Monday, July 6, 2015

You will drink the liquor the government wants you to drink

On Friday, Pennsylvania Gov. Tom Wolf “vetoed a bill that would have privatized the sale of wine and liquor while liberalizing the rules for selling beer in the Keystone State.”

Wolf’s reasons for the veto defy common and marketing sense, but fall well within Democratic Party reasoning. Allowing private businesses to compete with government stores “would result in higher prices for consumers” and “less selection for consumers.”

Remember, everything Democrats do or propose is for consumers. And, one might logically assume, against producers.

As Jacob Sullum points out at reason.com, “Other things being equal, more competition leads to lower prices, so it is hard to see why Pennsylvanians would have to pay more for a bottle of whiskey if the state monopoly were replaced by profit-driven businesses competing against each other.”

I wondered about liquor prices in nearby, private-business stores. Sullum provides comparison.

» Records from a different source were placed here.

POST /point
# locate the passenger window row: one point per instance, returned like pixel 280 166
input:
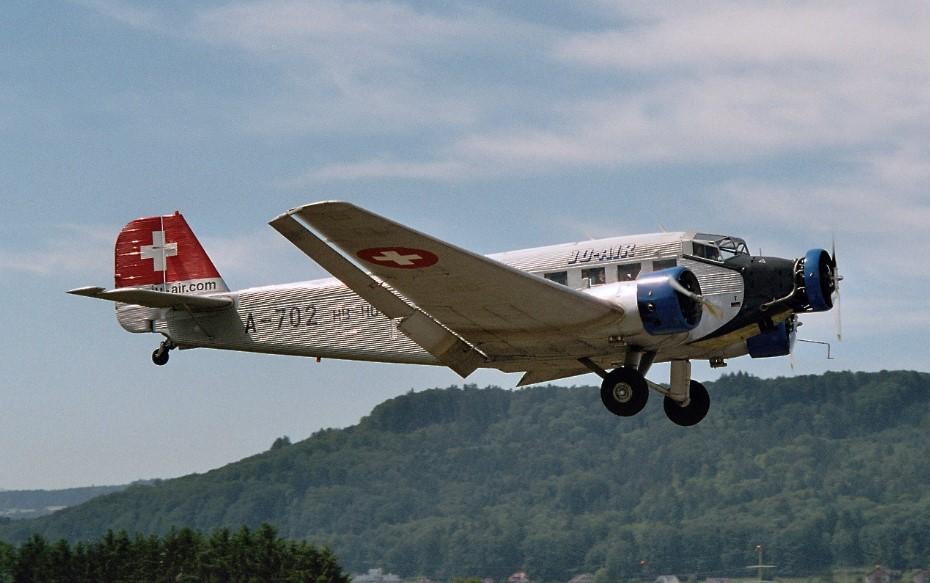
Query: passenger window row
pixel 598 275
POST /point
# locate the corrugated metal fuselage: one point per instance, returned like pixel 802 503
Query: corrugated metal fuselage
pixel 323 318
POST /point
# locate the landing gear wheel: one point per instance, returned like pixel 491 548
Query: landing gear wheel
pixel 694 411
pixel 624 392
pixel 160 356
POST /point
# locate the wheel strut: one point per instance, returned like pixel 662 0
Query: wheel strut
pixel 160 355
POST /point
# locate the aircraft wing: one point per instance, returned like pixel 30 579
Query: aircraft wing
pixel 154 299
pixel 504 312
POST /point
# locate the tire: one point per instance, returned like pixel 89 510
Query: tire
pixel 160 356
pixel 694 412
pixel 624 392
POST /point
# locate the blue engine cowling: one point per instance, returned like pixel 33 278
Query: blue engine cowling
pixel 819 281
pixel 662 309
pixel 777 341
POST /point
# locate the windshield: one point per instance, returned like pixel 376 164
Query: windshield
pixel 719 247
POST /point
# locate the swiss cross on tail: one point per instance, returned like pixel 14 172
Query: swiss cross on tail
pixel 159 251
pixel 164 252
pixel 399 257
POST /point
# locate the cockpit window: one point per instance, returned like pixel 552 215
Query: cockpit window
pixel 718 247
pixel 706 251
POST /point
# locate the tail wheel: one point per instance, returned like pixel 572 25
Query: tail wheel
pixel 624 392
pixel 160 356
pixel 694 411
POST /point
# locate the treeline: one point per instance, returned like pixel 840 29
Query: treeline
pixel 181 555
pixel 824 471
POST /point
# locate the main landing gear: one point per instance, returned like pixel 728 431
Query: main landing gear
pixel 625 391
pixel 160 355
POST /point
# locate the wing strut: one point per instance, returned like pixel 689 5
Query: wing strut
pixel 433 337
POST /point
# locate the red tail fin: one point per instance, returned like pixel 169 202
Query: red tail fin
pixel 163 253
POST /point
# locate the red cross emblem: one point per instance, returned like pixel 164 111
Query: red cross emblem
pixel 398 257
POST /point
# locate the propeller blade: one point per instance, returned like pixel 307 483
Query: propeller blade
pixel 837 278
pixel 714 310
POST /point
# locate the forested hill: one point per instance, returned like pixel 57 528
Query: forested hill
pixel 828 470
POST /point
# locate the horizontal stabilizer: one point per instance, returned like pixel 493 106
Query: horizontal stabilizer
pixel 154 299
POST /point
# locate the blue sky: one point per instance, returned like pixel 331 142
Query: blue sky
pixel 494 127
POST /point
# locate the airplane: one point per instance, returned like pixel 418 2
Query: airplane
pixel 611 306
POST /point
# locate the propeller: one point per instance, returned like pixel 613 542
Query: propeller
pixel 676 285
pixel 835 284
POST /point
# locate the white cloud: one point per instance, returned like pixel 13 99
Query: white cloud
pixel 380 168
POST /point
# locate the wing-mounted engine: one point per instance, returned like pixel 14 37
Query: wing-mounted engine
pixel 660 303
pixel 668 301
pixel 818 278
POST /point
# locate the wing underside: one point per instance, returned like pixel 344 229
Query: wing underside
pixel 510 316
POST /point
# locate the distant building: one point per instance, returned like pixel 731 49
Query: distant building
pixel 882 575
pixel 376 576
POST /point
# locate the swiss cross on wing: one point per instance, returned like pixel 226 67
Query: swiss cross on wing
pixel 159 251
pixel 398 257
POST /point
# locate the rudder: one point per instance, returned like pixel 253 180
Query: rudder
pixel 162 253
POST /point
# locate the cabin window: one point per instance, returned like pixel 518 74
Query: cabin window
pixel 594 275
pixel 558 277
pixel 628 272
pixel 660 264
pixel 706 251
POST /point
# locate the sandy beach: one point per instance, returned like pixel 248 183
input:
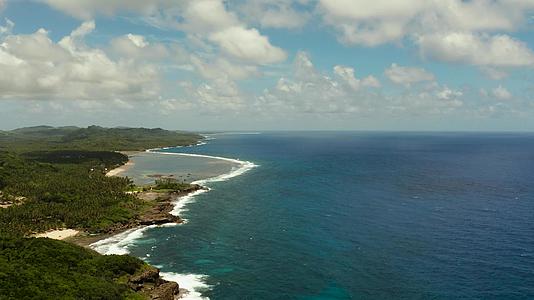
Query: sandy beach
pixel 59 234
pixel 117 171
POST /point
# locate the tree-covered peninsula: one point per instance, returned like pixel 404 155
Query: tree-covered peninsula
pixel 53 178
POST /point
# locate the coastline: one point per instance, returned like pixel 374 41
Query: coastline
pixel 117 242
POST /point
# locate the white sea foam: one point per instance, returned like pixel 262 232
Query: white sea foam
pixel 193 283
pixel 244 166
pixel 181 202
pixel 119 244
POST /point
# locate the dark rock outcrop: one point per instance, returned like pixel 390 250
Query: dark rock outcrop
pixel 148 282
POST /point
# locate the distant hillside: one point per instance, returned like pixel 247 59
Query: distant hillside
pixel 93 138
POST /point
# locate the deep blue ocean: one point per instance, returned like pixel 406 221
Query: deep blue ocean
pixel 351 215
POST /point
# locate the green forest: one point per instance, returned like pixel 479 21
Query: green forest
pixel 54 178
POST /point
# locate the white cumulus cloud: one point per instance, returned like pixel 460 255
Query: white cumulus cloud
pixel 477 49
pixel 407 75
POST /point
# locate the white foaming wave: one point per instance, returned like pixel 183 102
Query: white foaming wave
pixel 181 202
pixel 244 166
pixel 119 243
pixel 193 283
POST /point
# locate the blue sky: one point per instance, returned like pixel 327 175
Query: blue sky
pixel 260 65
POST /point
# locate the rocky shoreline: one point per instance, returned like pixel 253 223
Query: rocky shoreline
pixel 158 212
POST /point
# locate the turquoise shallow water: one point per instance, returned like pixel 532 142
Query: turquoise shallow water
pixel 360 216
pixel 185 168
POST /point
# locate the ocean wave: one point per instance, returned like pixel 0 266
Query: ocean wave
pixel 244 166
pixel 193 283
pixel 120 243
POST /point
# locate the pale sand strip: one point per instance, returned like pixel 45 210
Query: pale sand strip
pixel 120 169
pixel 59 234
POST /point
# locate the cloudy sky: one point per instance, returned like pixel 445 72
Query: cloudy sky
pixel 268 64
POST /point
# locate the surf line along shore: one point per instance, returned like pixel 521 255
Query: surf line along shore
pixel 119 242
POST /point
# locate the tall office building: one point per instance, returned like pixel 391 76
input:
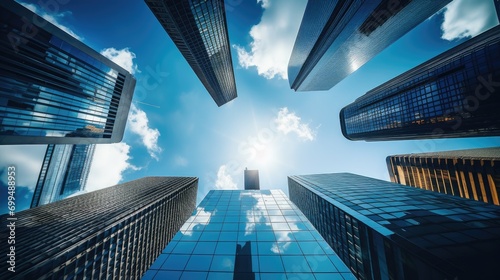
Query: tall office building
pixel 251 179
pixel 337 37
pixel 473 174
pixel 65 169
pixel 53 88
pixel 113 233
pixel 454 94
pixel 247 235
pixel 383 230
pixel 199 30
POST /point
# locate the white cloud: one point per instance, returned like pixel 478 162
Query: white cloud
pixel 224 180
pixel 287 122
pixel 467 18
pixel 138 123
pixel 108 165
pixel 273 38
pixel 27 160
pixel 54 19
pixel 123 57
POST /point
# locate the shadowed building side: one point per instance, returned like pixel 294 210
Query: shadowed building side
pixel 64 172
pixel 112 233
pixel 383 230
pixel 472 174
pixel 199 30
pixel 455 94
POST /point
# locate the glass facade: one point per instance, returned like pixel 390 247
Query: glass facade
pixel 383 230
pixel 472 174
pixel 64 172
pixel 247 234
pixel 53 88
pixel 451 95
pixel 251 179
pixel 112 233
pixel 337 37
pixel 199 30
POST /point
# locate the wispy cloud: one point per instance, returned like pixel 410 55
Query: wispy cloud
pixel 138 123
pixel 52 18
pixel 27 161
pixel 181 161
pixel 109 163
pixel 287 122
pixel 123 57
pixel 224 180
pixel 273 38
pixel 467 18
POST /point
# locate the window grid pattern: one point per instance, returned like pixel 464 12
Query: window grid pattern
pixel 247 235
pixel 113 233
pixel 199 30
pixel 49 87
pixel 437 233
pixel 466 177
pixel 446 96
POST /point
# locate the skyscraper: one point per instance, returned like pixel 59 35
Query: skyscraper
pixel 383 230
pixel 473 174
pixel 337 37
pixel 64 172
pixel 454 94
pixel 53 88
pixel 247 234
pixel 199 30
pixel 113 233
pixel 251 179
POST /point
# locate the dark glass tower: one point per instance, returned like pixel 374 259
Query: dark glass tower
pixel 454 94
pixel 337 37
pixel 473 174
pixel 113 233
pixel 53 88
pixel 247 235
pixel 64 172
pixel 199 30
pixel 251 179
pixel 383 230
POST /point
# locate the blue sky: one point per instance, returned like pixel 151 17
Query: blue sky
pixel 175 128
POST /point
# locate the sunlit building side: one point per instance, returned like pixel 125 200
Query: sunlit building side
pixel 112 233
pixel 337 37
pixel 472 174
pixel 199 30
pixel 454 94
pixel 247 235
pixel 64 172
pixel 53 88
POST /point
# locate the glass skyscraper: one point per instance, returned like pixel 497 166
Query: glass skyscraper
pixel 247 234
pixel 473 174
pixel 383 230
pixel 454 94
pixel 251 179
pixel 64 172
pixel 337 37
pixel 199 30
pixel 113 233
pixel 53 88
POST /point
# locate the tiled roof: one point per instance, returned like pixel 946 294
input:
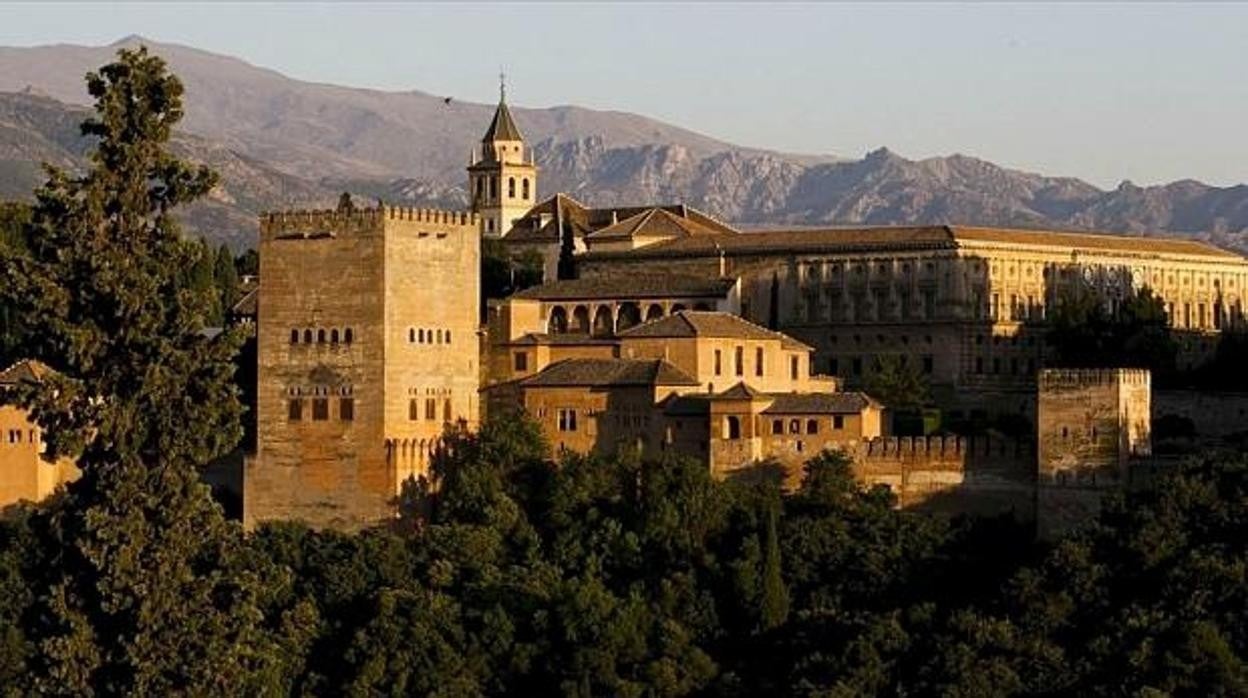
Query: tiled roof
pixel 634 286
pixel 25 371
pixel 708 324
pixel 503 127
pixel 819 403
pixel 609 372
pixel 911 237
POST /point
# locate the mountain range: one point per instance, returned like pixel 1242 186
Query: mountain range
pixel 281 142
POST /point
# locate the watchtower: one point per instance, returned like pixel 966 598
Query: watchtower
pixel 367 351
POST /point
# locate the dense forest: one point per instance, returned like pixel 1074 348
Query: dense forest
pixel 518 575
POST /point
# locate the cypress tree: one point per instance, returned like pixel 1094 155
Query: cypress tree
pixel 142 584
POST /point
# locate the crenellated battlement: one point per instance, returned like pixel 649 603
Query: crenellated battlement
pixel 942 448
pixel 1068 378
pixel 335 222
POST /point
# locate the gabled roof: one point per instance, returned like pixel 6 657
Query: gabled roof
pixel 634 286
pixel 819 403
pixel 25 371
pixel 503 127
pixel 709 324
pixel 609 372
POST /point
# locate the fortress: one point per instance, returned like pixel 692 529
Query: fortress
pixel 662 329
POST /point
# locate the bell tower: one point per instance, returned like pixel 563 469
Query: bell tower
pixel 502 177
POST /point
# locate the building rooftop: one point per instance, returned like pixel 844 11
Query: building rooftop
pixel 709 324
pixel 609 372
pixel 635 286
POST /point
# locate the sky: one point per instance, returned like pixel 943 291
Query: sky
pixel 1148 93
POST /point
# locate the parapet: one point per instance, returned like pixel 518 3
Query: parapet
pixel 1068 378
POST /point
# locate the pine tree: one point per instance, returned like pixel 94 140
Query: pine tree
pixel 142 584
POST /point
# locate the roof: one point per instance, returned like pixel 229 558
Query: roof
pixel 503 127
pixel 653 222
pixel 609 372
pixel 25 371
pixel 709 324
pixel 819 403
pixel 914 237
pixel 634 286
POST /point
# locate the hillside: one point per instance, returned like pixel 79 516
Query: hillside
pixel 282 142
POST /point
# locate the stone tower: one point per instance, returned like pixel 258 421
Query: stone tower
pixel 367 351
pixel 1090 423
pixel 502 177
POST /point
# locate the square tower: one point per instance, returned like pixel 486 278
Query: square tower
pixel 367 351
pixel 1090 423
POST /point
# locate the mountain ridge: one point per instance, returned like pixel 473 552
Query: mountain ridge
pixel 285 142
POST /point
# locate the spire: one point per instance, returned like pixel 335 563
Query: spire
pixel 503 126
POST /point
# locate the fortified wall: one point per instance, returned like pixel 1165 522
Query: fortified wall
pixel 367 351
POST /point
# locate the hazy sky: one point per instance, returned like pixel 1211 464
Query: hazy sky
pixel 1147 91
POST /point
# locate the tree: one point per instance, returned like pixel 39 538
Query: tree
pixel 144 587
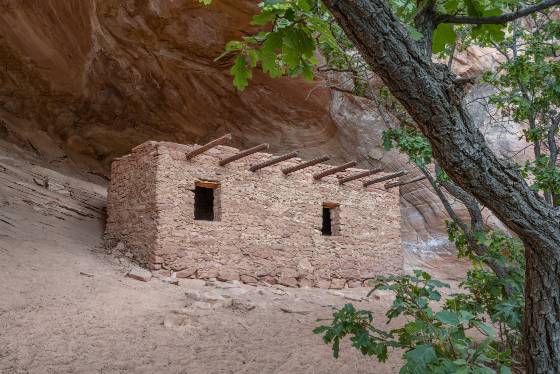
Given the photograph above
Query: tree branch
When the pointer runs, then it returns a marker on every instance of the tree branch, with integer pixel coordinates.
(504, 18)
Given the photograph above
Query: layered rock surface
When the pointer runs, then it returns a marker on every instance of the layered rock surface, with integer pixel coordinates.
(88, 80)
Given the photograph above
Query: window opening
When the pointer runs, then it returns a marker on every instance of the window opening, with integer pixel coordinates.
(327, 222)
(203, 203)
(330, 219)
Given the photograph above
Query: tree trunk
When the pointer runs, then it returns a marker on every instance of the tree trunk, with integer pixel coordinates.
(435, 101)
(541, 324)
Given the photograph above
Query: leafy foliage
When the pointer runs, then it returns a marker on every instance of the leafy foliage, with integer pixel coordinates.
(528, 92)
(434, 341)
(409, 141)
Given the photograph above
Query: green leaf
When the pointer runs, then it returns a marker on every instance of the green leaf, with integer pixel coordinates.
(488, 330)
(241, 73)
(422, 355)
(297, 45)
(447, 317)
(505, 370)
(263, 18)
(444, 35)
(414, 33)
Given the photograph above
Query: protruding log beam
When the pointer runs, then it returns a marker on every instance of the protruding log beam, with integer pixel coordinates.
(306, 164)
(245, 153)
(362, 174)
(214, 143)
(334, 170)
(385, 178)
(398, 184)
(273, 161)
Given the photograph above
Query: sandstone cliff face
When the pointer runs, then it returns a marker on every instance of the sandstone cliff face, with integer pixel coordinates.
(87, 80)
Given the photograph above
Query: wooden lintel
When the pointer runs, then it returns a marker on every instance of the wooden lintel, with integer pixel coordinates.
(273, 161)
(398, 184)
(207, 184)
(385, 178)
(245, 153)
(362, 174)
(214, 143)
(334, 170)
(306, 164)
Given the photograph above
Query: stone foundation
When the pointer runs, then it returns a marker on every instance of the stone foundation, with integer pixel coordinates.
(266, 227)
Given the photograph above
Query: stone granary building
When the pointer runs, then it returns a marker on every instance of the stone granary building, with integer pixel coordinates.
(215, 212)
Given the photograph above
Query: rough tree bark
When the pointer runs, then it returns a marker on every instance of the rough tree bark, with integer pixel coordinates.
(434, 101)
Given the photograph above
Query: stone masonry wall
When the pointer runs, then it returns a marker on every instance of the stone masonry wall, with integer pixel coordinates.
(131, 203)
(269, 225)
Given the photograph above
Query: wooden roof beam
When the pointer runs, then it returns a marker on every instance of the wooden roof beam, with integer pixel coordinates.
(306, 164)
(214, 143)
(398, 184)
(245, 153)
(362, 174)
(273, 161)
(385, 178)
(334, 170)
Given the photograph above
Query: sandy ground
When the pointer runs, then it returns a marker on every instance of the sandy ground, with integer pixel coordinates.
(66, 305)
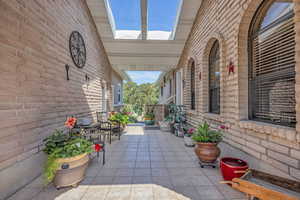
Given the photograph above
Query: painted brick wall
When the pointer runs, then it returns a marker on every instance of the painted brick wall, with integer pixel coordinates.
(228, 22)
(35, 96)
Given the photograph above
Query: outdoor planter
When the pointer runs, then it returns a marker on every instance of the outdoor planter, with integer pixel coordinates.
(232, 168)
(178, 130)
(188, 140)
(71, 170)
(149, 122)
(207, 140)
(164, 126)
(207, 152)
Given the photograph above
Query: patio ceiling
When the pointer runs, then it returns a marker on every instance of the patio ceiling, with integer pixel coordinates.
(140, 53)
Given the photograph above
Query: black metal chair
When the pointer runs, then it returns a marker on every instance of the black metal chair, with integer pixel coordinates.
(108, 127)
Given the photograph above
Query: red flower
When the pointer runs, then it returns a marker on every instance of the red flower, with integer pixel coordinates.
(71, 121)
(98, 147)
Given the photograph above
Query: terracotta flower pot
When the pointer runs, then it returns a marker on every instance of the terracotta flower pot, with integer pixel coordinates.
(207, 152)
(71, 170)
(232, 168)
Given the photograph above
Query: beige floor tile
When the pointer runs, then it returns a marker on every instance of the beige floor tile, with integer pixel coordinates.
(142, 193)
(96, 192)
(119, 193)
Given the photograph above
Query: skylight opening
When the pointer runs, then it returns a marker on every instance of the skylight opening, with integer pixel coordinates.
(126, 18)
(141, 77)
(162, 19)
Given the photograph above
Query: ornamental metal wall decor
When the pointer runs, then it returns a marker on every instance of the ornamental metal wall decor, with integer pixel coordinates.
(77, 49)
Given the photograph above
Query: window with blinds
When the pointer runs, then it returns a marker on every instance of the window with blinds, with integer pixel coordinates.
(214, 79)
(272, 64)
(192, 78)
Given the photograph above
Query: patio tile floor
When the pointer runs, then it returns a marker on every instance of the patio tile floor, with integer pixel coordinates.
(146, 165)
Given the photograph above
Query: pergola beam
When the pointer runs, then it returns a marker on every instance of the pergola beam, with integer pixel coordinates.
(144, 16)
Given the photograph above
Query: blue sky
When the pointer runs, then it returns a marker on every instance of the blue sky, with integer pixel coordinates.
(143, 76)
(161, 14)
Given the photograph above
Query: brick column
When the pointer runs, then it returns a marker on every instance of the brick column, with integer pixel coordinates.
(297, 57)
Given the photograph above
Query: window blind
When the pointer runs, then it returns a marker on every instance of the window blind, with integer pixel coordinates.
(214, 79)
(272, 75)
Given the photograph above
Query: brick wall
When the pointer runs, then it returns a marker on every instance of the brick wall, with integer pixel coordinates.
(35, 96)
(228, 22)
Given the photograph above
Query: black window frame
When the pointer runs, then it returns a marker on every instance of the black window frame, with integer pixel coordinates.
(214, 86)
(255, 31)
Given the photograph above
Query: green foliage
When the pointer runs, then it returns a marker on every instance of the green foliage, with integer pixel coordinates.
(57, 140)
(176, 113)
(169, 118)
(119, 117)
(128, 110)
(206, 135)
(149, 115)
(60, 145)
(138, 96)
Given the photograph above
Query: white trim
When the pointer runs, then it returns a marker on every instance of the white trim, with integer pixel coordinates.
(173, 33)
(111, 18)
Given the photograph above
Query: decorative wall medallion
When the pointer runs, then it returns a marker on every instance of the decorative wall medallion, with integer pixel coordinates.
(77, 49)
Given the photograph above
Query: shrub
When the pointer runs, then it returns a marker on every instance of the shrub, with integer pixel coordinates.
(206, 135)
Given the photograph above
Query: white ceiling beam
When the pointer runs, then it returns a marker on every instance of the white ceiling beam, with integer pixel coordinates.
(144, 16)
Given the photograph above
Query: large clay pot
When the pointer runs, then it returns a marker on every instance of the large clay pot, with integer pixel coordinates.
(230, 166)
(71, 170)
(207, 152)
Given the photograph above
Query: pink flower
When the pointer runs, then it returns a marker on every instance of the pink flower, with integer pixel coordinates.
(191, 131)
(71, 121)
(223, 127)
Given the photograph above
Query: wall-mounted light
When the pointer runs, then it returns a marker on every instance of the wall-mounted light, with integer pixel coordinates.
(87, 80)
(231, 68)
(67, 67)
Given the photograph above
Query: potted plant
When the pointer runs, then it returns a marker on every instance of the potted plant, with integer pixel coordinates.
(207, 140)
(188, 137)
(68, 157)
(166, 124)
(123, 119)
(149, 118)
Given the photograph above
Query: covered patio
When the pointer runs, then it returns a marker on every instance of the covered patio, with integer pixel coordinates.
(144, 164)
(232, 64)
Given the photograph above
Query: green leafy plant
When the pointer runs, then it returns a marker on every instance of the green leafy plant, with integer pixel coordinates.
(123, 119)
(206, 135)
(60, 145)
(149, 115)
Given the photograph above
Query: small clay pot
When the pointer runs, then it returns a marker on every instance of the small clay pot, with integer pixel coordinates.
(207, 152)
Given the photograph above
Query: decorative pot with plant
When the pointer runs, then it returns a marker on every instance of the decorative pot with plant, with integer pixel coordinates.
(68, 157)
(188, 137)
(123, 119)
(149, 118)
(207, 141)
(165, 125)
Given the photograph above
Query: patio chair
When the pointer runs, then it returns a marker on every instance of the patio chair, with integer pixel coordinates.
(108, 127)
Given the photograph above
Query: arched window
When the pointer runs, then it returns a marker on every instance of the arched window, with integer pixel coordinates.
(272, 64)
(192, 78)
(214, 79)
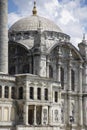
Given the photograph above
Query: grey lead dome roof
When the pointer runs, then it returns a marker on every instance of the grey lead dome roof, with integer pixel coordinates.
(33, 23)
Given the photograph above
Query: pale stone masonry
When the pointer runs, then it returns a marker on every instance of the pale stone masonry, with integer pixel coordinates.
(3, 37)
(43, 85)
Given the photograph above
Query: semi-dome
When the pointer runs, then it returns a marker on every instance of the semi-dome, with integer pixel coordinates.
(33, 23)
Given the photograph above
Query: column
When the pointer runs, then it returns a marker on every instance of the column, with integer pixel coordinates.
(59, 72)
(80, 78)
(27, 91)
(9, 119)
(47, 67)
(26, 107)
(35, 93)
(10, 91)
(3, 36)
(80, 111)
(59, 57)
(69, 76)
(35, 115)
(3, 91)
(69, 85)
(80, 96)
(50, 116)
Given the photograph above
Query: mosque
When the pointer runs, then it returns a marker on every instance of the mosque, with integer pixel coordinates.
(43, 77)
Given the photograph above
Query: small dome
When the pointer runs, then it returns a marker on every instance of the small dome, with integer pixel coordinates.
(32, 23)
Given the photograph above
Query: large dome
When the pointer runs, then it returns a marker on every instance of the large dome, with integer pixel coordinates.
(33, 23)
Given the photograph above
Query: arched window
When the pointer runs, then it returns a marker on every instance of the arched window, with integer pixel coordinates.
(62, 78)
(39, 93)
(6, 92)
(0, 91)
(50, 71)
(46, 94)
(21, 93)
(13, 92)
(26, 68)
(72, 80)
(56, 96)
(31, 93)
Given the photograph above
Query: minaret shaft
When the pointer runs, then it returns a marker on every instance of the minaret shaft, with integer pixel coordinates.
(4, 36)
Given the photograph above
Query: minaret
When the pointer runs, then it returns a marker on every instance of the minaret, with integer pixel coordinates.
(3, 36)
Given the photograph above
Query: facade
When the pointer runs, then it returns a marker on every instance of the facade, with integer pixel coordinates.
(43, 77)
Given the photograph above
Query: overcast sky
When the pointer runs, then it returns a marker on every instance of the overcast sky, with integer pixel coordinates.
(69, 15)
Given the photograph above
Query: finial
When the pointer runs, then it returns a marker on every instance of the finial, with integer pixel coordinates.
(83, 36)
(34, 11)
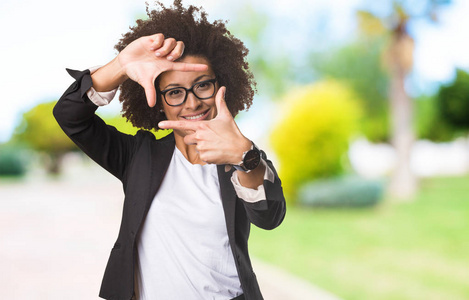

“If you compare the prices charged by the PLCB to the prices charged by, say, Total Wine & More across the border in New Jersey, you'll find that customers generally pay more for liquor in Pennsylvania: for example, just picking three products I often buy, $30 vs. $25 for Bulleit rye whiskey, $52 vs. $44 for 10-year-old Ardbeg Scotch, and $44 vs. $37 for Herradura reposado tequila (all in 750-milliliter bottles). Total Wine also has a bigger selection: 354 varieties of Scotch, for instance, compared to fewer than 100 at the PLCB.”

State governments have been in the tax business for as long as the nation has existed. But isn’t it anti-American for a taxing entity to also have monopoly on sale of the taxed item?